Tabii ki, gümrüklerden sorumlu Devlet Bakanı Rıfat Serdaroğlu...
Bundan bir süre önce Serdaroğlu'nun gümrüklerde neler döndüğüne ilişkin dosyasına gayet hâkim olduğunu gördük.
Başbakan ve diğer bakanların kendisine yardımcı olmaları gerekiyor.
Çünkü, bir sınır kapısında gümrük, polis, asker, sağlık, vilayet ve MİT gibi 14 otorite bulunuyor. Çokbaşlılık işi, içinden çıkılmaz hale getiriyor.
Yasal engellerin aşılarak, gümrük kapılarının tek otoriteye bağlanması en doğru yol görülüyor.
Yoksa, onu oradan al, buraya ver demekle olmuyor.
Bir kere eski kadroları atıp, yerlerine temiz bir kadro oluşturmak gerekiyor. Nasıl mı? Eğitimli, düzgün ve iyi ücretli kadrolar oluşturarak...

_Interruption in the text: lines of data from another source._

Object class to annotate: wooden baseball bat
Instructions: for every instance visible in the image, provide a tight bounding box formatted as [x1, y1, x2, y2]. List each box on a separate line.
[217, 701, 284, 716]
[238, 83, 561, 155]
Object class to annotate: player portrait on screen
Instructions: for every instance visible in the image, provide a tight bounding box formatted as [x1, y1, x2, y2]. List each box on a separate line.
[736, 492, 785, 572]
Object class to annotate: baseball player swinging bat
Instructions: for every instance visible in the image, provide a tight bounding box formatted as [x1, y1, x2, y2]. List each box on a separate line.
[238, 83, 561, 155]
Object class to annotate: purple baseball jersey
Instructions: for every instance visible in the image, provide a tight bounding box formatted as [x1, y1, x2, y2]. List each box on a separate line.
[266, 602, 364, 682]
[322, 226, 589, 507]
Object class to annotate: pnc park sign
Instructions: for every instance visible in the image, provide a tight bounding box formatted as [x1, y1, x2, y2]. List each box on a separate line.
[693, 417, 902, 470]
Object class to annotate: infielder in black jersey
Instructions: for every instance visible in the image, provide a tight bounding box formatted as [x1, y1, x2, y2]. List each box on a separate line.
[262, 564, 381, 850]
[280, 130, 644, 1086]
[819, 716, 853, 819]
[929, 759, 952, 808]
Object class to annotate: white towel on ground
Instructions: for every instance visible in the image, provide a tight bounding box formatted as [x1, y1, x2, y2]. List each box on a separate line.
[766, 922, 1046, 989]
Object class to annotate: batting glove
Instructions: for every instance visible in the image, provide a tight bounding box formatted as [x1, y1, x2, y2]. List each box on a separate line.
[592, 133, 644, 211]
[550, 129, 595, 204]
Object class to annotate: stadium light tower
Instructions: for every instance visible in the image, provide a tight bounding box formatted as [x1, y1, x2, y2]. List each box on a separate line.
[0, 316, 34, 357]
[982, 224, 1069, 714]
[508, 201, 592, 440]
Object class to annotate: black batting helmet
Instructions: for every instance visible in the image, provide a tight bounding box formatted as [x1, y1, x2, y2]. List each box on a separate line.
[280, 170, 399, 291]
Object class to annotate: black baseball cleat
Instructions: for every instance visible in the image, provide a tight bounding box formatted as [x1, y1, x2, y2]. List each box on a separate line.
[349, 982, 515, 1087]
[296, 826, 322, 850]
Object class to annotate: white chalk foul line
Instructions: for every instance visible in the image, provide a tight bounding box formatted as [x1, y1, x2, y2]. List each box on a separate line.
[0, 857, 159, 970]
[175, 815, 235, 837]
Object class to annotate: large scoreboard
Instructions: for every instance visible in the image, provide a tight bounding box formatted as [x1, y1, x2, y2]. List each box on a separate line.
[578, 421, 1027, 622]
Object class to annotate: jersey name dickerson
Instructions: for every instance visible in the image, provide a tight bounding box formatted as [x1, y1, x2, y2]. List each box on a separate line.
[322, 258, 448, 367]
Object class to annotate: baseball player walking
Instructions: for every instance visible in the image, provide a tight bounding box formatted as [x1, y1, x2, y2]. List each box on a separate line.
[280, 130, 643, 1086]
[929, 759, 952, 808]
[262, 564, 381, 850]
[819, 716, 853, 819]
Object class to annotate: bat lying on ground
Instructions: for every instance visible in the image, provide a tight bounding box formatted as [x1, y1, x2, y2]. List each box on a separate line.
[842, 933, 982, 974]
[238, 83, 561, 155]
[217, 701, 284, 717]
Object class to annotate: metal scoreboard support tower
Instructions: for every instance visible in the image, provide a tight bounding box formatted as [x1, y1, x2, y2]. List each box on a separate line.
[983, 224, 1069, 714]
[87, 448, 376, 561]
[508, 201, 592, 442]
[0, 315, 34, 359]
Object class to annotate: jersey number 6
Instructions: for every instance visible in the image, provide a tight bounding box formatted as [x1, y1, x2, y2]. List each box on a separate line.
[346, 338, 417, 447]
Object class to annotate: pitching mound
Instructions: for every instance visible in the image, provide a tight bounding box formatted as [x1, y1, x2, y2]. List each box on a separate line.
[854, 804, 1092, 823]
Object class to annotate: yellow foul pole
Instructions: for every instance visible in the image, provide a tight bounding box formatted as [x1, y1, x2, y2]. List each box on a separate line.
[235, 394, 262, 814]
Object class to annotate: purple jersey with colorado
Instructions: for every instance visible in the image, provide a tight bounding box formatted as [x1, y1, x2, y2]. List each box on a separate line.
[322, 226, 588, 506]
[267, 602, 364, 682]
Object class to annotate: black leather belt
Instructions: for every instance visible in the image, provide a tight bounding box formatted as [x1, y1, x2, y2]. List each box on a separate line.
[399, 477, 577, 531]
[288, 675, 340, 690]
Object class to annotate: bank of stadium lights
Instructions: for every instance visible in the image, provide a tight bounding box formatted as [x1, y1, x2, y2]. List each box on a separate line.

Gümrük ve gümrük muhafaza kadrolarında görev yapanların yüzde 75'ini Kozan'dan Rize'ye uzanan hattın doğusunda kalanlar oluşturuyor. Bunların çoğu lise mezunu bile değil, dil bilmiyor. Hemşerilik ilişkileri geliştiğinden, gümrükler bu çarkın pisliğinden kurtulamıyor.
İşin özeti şudur; gümrükçüden destek almazsa mafya mafyalığını yapamaz.
Edirne infazında ölenler banka gibi
İki ay önce Kapıkule Gümrük Başmüdürlüğü'ne atanan Sefa Ekin'in rapor alarak görevden ayrılması üzerine yerine Gümrük Başmüfettişi Cemil Emre atandı. Ayrıca, Yolcu Gümrük Salonu Müdürü Erol Utnuer'e de bakanlık talimatıyla işten el çektirildi.
Bu arada Gümrük Müsteşarlığı'ndan Kapıkule'ye müfettiş gönderildi. Gümrükten şimdiye kadar giriş çıkış yapan bütün araçların ve yolcuların listesi gözden geçirilmeye başlandı.
İlk araştırmada, otobüste katledilenlerden Ömer Balaban adına 20, Nedim Sevim adına 31, Ayhan Fındık adına da 13 döviz deklare belgesinin düzenlendiği ortaya çıktı. Her bir deklare fişinde en az 500 bin dolar yazılı olduğu dikkati çekti.
Ve hassas üç soru...
- Refahyol döneminde Genelkurmay 2. Başkanı iken Orgeneral Çevik Bir'in, gümrüklerin 'yolgeçen hanı olduğunu' belirten uyarısı ne oldu?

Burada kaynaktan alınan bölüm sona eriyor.